Segura said the court had previously removed domestic violence charges from the bond schedule, about five years ago, because judges were worried defendants who could make bail and get out of jail quickly would immediately return the home to where the violence took place, setting up the possibility of continued trouble.
Also, DWI charges were taken off the schedule about three years ago because the judges kept seeing people booked on their third or fourth DUI offense, said Segura.
In those cases, Segura said, the Santa Fe magistrates were meeting the terms of the Supreme Court’s Brown decision even before it came down, Segura added.
Segura said a monetary bond isn’t always necessary and doesn’t always guarantee community safety, and that’s one of the biggest ideas behind the proposed reforms.
“Being poor shouldn’t keep you in jail,” Pepin said. “You should be in jail if you are very dangerous.”
The changes are meeting some resistance. Gerald Madrid, president of the New Mexico Bail Bond Association and owner of Albuquerque-based Gerald Madrid Bail Bonds, which also has a Santa Fe operation, said it’s wrong for the court to hold someone until they can see a judge because the state constitution states that all people who get arrested are bailable.
Before a defendant sees a judge, he said, “no amount of money can get someone out of jail. The schedules should be brought back.”

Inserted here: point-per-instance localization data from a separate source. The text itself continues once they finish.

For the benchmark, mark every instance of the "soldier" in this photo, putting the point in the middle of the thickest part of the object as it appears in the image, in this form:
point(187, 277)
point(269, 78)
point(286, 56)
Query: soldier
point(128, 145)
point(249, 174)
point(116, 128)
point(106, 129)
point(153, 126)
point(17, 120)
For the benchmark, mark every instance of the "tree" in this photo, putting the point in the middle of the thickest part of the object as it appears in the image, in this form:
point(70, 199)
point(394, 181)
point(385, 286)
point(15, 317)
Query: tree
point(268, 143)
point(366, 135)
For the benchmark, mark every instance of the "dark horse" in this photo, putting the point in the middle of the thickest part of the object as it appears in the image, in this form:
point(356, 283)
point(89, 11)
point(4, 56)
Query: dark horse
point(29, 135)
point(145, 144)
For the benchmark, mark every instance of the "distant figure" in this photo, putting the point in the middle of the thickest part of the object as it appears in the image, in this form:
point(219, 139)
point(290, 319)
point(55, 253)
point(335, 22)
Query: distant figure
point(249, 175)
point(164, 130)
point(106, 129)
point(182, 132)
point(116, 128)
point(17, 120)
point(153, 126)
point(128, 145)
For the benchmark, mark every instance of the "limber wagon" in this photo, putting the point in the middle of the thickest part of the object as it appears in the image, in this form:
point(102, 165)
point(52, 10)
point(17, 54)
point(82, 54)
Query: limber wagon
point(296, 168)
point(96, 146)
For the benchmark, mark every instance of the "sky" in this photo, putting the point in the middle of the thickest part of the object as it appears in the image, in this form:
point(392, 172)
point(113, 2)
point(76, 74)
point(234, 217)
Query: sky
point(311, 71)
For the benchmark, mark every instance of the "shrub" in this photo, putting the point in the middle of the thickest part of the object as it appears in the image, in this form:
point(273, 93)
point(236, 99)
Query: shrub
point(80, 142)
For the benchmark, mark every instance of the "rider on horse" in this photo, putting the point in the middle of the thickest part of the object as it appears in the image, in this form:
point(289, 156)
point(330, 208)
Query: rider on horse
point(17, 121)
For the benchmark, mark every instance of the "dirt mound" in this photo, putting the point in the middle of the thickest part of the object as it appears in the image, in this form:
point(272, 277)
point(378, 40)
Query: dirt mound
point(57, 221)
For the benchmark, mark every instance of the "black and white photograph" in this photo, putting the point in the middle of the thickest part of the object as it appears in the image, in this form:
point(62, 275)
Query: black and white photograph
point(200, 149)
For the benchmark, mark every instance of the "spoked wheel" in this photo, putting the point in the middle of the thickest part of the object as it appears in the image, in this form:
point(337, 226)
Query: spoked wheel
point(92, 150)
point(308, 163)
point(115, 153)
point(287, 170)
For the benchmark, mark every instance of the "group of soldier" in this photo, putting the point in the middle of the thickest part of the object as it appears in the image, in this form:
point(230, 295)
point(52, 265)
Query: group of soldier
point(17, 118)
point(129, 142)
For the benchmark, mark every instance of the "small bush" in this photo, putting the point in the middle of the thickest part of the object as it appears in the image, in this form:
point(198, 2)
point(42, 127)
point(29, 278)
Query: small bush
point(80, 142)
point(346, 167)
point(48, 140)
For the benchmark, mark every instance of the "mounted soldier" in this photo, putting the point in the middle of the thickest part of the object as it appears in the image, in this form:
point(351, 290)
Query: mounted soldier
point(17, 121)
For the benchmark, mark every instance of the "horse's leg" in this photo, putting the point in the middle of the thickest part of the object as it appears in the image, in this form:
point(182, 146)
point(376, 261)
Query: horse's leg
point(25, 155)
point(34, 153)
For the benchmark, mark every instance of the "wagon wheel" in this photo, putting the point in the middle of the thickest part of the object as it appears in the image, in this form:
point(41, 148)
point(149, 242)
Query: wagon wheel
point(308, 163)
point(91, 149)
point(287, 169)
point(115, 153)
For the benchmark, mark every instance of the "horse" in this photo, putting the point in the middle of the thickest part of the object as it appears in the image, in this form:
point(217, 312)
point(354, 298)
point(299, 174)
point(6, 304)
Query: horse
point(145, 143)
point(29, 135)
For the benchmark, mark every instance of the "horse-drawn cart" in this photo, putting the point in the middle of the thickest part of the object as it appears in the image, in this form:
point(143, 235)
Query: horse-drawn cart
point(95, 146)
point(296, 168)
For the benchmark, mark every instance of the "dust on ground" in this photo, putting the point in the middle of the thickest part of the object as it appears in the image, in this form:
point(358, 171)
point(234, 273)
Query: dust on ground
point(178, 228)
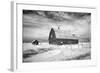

As a result of removing the bond schedule, judges may be setting fewer bonds that require the posting of a dollar amount, much to the dismay of bail bondsmen, who make money off monetary bonds.
Gonzales, the Santa Fe bail bondsman, maintains about 90 percent of defendants charged in Magistrate Court are now being released on unsecured bonds, where only a signature is required and a defendant pays cash only if they miss a court date without a good reason. Since bail bondsman typically collect 10 percent of surety bonds, he said his business is at an all-time low.
Segura said that a high number of people are in fact being released on unsecured bonds, but he said those defendants aren’t flight risks. “I would say there is a significant number of people released on unsecured bonds and I would say rightfully so,” Segura said. “They’re not a danger to the community, so that’s where the unsecured bonds come in.”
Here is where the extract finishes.